Now to the kitchen menu, the stars of this rich meal. The immediate impression one gets from watching Tom Goldstein of the Goldstein-Hoffmann Duo is how intense and focused he is in performance. One sees his instruments as rather belonging to an arsenal, which he treats like weapons, those with much color and brilliance, to be sure. But like weapons in skilled hands, Mr. Goldstein's hits are always on target, with Paul Hoffmann his essential “side gunner.”
This was evident in the performance of Elliott Schwartz's Crystal, a work 18 minutes long that was commissioned by the duo. In response the composer gave them substantial ideas to work with, ideas that reflect the clarity, elegance, brittleness, fragility and, yes, violence of glass (as in Kristall-nacht ). The work has its own logic and is cleverly crafted with melodies constructed from the duo's own names, as well as those of others, e.g., Hindemith and McCartney (for Paul) and Arne and Tallis (for Tom). A shattering experience? Well, it's a work that commands attention-it is involving, sometimes emotionally so-and we think it is one of Schwartz's finest concert works.
Also very well done was William Mayer's Octagon, arranged here for two pianos. We had reviewed his orchestral version on disc before, but this in-the-flesh experience was so enthralling we were hitting the keys mentally right along with the two superb pianists, Judith Olson and Christopher Oldfather. With the latter, a tall fellow, seated closer to the audience, it was easier for him to upstage Ms. Olson, which was a bit unfair, as both were quite alert to and in tune with Mayer's geometric plan. There were many moments of virtuosity called for, which the side-by-side piano positioning rendered possible. (In fact, Mr. Oldfather told us some time later that two-piano “nesting” -where the players face each other-carries special problems with it that can be troubling).

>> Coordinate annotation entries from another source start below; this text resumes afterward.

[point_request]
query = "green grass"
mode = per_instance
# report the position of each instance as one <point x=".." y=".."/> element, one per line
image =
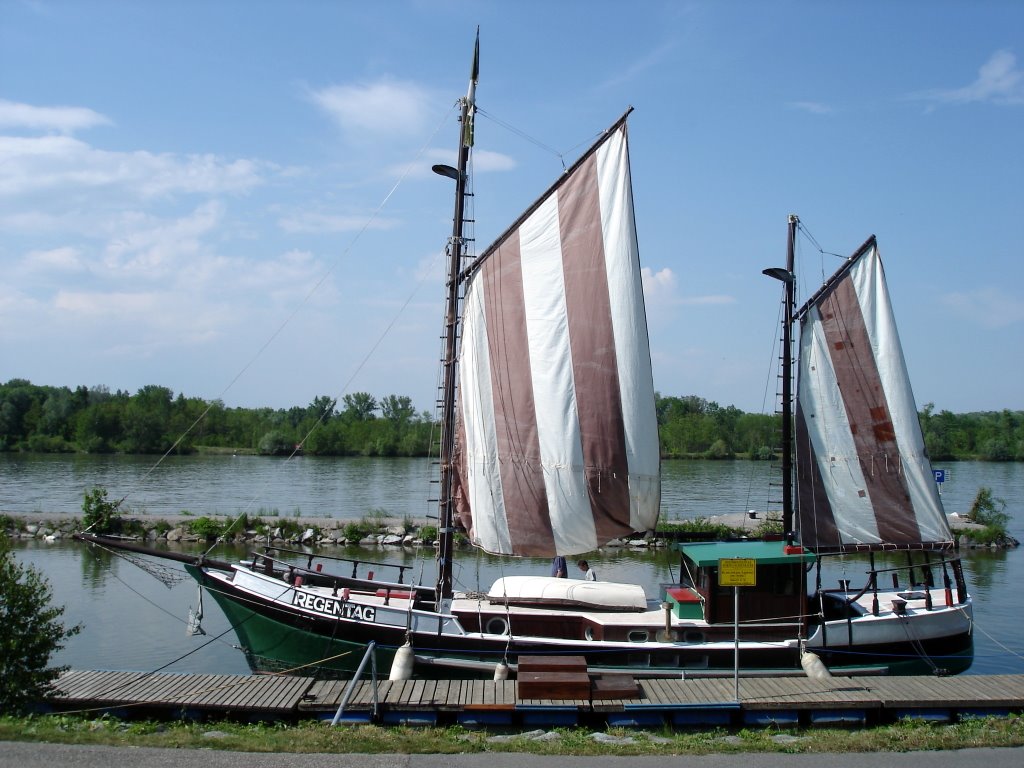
<point x="314" y="736"/>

Pat Hardish's piece for timpani solo was of modest length, a bit over four minutes, but it managed to convey just about all of the possibilities one can find in four big kettles. There was plenty of rhythmic interest, tonal variety, varied dynamics and all-around flexibility on display in this eighth solo study by the composer. One hopes he can lay claim to cover all of the major instruments during the rest of his life, depending among other things on the availability of performers like Peter Jarvis, who demonstrated his vaunted skills here completely.
Mr. Jarvis was also one of the two performers on the marimba, along with April McCloskey, who together form the Double Stop Percussion Duo. The selection was Steve Reich's Nagoya Marimbas, a rhythmic showpiece quite familiar to new music enthusiasts. The two were in perfect synch in this “two-part unison canon” with its almost inaudible shifts of phase and subtle melodic patterns. It made for a perfect ending to a slam-bang night of music.